The ECO COM’BAT project, which ran between 2016 and 2018, was initiated by EIT RawMaterials, the raw materials arm of the European Institute of Innovation and Technology (EIT), with the aim of deploying sustainable battery innovation to develop the ‘next generation’ of sustainable high voltage lithium-ion electric vehicle batteries. The project, co-ordinated by the Fraunhofer Institute for Silicate Research, saw 10 organisations from the industry and research sectors work in partnership under the brief ‘to combine green and high performance materials and to upscale their production for the next generation of high-voltage lithium-ion batteries’.

Project co-ordinator Dr Andreas Bittner of the Fraunhofer Institute for Silicate Research said: “The main task of the ECO COM’BAT project was to substitute conventional, often expensive, rare or even critical materials as cobalt in the electrodes and of fluorine in the electrolyte.” The research team produced optimised materials and high voltage electrolytes with reduced cobalt and fluorine content, with structured carbon additives to shore up the energy capacity and power density of the new battery; the materials were integrated into pouch cells for greater cycle stability.

A report by the Fraunhofer Institute said: ‘To come from experimental laboratory level to producibility, usually several upscaling steps are necessary.

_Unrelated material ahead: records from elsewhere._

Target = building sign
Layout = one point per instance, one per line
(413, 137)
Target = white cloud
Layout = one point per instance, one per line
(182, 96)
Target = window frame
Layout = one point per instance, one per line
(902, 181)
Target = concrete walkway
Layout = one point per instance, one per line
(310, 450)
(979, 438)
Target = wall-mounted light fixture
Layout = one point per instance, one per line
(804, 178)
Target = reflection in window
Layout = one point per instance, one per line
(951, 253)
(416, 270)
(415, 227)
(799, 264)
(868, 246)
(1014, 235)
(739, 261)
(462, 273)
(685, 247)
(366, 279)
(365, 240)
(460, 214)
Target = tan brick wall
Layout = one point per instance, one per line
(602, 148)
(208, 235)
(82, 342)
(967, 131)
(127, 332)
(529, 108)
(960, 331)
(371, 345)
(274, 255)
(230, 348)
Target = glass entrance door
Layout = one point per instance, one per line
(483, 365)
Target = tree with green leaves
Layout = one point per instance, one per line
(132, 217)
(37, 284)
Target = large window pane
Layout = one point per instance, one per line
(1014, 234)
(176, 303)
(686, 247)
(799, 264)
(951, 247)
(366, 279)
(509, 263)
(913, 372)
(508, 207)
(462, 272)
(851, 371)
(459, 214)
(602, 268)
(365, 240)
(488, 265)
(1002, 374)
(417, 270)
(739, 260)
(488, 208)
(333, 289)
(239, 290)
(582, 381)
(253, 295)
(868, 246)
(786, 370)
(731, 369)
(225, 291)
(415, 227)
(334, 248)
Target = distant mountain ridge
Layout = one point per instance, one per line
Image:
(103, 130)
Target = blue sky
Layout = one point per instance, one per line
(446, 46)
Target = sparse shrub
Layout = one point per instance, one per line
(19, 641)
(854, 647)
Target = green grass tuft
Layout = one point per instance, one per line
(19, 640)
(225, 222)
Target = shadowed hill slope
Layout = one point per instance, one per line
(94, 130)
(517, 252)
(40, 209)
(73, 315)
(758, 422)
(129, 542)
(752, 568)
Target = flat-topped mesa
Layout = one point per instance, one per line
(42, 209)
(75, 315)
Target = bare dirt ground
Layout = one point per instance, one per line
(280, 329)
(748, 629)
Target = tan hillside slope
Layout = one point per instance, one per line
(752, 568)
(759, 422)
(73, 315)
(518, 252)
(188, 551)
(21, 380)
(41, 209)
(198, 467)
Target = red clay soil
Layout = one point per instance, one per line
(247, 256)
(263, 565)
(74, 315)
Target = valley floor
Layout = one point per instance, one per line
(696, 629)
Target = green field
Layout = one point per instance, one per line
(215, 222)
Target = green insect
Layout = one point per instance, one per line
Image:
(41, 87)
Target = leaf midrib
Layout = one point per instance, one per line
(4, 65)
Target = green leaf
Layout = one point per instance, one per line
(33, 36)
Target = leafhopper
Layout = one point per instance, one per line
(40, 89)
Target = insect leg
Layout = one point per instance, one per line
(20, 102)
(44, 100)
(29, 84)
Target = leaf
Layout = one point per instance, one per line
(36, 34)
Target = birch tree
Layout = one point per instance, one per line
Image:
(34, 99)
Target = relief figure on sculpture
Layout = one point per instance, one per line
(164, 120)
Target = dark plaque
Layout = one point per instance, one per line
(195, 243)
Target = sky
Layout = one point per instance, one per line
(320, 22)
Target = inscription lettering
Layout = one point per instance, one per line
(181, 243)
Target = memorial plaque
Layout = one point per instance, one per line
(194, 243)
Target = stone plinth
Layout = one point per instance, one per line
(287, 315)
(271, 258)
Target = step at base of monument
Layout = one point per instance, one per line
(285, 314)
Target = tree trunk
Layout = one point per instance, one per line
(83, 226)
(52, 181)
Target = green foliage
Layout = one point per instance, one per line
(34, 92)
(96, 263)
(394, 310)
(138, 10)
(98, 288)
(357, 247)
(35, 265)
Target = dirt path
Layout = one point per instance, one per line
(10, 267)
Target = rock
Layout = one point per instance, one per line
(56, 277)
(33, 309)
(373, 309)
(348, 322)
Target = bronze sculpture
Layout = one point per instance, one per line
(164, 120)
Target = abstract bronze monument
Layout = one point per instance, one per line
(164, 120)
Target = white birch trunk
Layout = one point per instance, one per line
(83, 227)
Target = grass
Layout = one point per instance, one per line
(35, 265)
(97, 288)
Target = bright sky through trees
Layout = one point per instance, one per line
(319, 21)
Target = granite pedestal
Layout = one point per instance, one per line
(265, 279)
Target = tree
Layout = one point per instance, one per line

Within the ECO COM’BAT project the partners combined innovative materials with well-known production properties in order to come up with only a few upscaling steps to a relevant pilot level of batch sizes with up to 20kg. For the optimization of the ECO COM’BAT materials and cells, a comprehensive simulation of the battery performance and aging was performed. Moreover, an efficient recycling concept was developed and tested to recover precious materials like nickel, cobalt, graphite and lithium and to achieve a high degree of sustainability. The commercial impact of the project results for a new generation of sustainable high-voltage batteries, is promising, as the different battery materials shows excellent performance and processing properties. The materials are ready for the near-to-production upscaling once enough market demand is obtained.’